Publication Type:Journal Article
Source:Journal of Geophysical Research: Atmospheres, Volume 116, Issue D1, p.D01302 (2011)
Keywords:atmospheric inversion, Biogeochemical cycles, processes, and modeling, Constituent sources and sinks, H2 budget, H2 soil uptake, molecular hydrogen, sources and sinks, Trace element cycling, Troposphere: composition and chemistry, Troposphere: constituent transport and chemistry
Our understanding of the global budget of atmospheric hydrogen (H2) contains large uncertainties. An atmospheric Bayesian inversion of H2 sources and sinks is presented for the period 1991–2004, based on a two networks of flask measurement stations. The types of fluxes and the spatial scales potentially resolvable by the inversion are first estimated from an analysis of the correlations of errors between the different processes and regions emitting or absorbing H2. Then, the estimated budget of H2 and its uncertainties is presented and discussed, for five groups of fluxes and three groups of large regions, in terms of mean fluxes, seasonal and interannual variations, and long-term trends. One main focus of the study is the improvement of the estimate of H2 soil uptake, which is the largest sink of H2. Various sensitivity tests are performed defining an ensemble of more than 20 inversions.

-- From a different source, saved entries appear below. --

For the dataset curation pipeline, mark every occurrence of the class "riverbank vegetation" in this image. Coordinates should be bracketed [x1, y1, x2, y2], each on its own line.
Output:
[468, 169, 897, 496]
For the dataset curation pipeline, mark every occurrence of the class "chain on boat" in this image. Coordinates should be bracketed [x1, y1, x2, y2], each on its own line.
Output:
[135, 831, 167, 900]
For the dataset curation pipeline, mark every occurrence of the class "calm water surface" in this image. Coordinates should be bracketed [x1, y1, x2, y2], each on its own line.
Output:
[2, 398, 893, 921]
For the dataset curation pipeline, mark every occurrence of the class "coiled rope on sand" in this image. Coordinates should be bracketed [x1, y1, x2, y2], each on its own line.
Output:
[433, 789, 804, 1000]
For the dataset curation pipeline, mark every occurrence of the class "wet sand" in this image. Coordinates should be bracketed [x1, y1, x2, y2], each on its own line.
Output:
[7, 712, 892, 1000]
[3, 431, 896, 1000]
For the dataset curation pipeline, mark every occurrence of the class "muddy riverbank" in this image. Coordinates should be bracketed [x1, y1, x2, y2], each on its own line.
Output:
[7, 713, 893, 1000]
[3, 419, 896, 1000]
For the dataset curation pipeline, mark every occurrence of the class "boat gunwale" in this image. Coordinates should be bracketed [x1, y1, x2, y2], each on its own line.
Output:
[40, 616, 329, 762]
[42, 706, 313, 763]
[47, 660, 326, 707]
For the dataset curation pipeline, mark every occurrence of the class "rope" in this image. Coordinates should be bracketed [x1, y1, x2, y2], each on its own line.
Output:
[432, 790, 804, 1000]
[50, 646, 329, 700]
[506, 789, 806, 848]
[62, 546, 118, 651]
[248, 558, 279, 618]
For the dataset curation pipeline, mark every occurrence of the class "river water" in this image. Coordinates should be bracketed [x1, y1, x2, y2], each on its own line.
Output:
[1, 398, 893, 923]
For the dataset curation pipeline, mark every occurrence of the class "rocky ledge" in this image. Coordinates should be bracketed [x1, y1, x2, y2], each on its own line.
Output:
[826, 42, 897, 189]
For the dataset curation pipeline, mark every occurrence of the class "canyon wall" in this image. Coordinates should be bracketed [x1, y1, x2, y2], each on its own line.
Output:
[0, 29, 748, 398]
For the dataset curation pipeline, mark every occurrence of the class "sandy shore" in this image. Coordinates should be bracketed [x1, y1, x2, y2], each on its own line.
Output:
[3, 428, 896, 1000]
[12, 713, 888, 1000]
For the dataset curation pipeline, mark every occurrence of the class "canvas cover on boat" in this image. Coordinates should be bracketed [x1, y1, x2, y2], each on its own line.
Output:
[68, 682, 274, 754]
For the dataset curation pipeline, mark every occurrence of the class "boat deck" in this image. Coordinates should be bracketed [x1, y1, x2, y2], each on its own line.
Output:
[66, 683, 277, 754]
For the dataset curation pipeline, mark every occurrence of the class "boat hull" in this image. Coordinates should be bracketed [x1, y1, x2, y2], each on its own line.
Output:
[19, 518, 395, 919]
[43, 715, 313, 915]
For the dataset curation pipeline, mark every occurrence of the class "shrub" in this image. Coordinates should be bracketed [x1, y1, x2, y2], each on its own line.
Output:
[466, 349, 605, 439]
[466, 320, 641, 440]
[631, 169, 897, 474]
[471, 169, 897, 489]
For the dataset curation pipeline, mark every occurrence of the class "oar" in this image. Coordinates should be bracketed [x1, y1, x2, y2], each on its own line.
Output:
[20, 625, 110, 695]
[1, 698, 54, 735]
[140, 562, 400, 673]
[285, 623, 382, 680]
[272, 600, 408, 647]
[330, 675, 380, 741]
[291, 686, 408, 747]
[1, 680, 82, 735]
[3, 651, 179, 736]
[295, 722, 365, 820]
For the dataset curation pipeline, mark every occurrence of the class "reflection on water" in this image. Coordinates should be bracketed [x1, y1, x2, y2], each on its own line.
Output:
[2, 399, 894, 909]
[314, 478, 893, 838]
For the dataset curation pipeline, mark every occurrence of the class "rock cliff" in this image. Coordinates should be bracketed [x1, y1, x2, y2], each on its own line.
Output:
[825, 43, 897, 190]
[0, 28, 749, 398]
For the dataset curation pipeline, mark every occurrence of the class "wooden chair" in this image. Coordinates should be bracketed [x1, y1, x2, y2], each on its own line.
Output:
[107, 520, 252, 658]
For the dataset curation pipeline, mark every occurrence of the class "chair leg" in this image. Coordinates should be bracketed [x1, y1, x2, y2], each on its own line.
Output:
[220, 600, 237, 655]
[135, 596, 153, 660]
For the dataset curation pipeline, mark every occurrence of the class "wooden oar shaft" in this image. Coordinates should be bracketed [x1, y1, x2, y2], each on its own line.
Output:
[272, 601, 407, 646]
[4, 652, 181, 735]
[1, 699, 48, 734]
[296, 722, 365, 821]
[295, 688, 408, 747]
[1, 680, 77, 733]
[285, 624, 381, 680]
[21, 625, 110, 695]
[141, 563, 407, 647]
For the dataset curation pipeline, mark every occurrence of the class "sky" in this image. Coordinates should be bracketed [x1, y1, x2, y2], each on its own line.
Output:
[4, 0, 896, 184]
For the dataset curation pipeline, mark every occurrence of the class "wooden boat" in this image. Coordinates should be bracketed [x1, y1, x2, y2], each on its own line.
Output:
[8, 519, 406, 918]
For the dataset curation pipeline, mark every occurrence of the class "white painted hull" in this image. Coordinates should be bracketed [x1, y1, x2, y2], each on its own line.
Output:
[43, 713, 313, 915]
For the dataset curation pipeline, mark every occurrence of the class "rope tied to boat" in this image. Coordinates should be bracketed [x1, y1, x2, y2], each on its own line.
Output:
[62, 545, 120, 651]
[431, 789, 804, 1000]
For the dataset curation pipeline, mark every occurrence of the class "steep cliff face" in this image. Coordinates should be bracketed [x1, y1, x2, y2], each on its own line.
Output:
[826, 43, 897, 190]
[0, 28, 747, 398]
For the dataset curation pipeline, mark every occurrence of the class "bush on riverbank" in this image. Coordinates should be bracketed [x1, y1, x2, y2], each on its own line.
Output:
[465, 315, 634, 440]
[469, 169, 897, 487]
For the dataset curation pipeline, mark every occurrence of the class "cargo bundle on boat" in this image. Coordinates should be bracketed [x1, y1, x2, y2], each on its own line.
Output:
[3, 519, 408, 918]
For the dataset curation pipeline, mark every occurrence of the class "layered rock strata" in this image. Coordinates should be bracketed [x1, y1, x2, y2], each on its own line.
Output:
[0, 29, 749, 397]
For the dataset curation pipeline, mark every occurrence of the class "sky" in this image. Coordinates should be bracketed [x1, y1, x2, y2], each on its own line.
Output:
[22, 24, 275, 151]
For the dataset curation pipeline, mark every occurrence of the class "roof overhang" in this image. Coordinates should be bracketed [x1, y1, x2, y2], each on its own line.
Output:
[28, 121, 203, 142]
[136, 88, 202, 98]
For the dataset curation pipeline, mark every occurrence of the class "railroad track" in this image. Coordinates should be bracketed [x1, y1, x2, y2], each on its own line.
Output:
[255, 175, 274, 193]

We show that inferring a robust estimate of the H2 soil uptake requires to prescribe the prior magnitude of some other sources and sinks with a small uncertainty. Doing so an estimate of the H2 soil uptake of −62 ± 3 Tg y−1 is inferred for the period 1991–2004 (the uncertainty is the residual error after inversion). The inferred soil H2 sink presents a negative long-term trend that is qualitatively consistent with a bottom-up process-based model.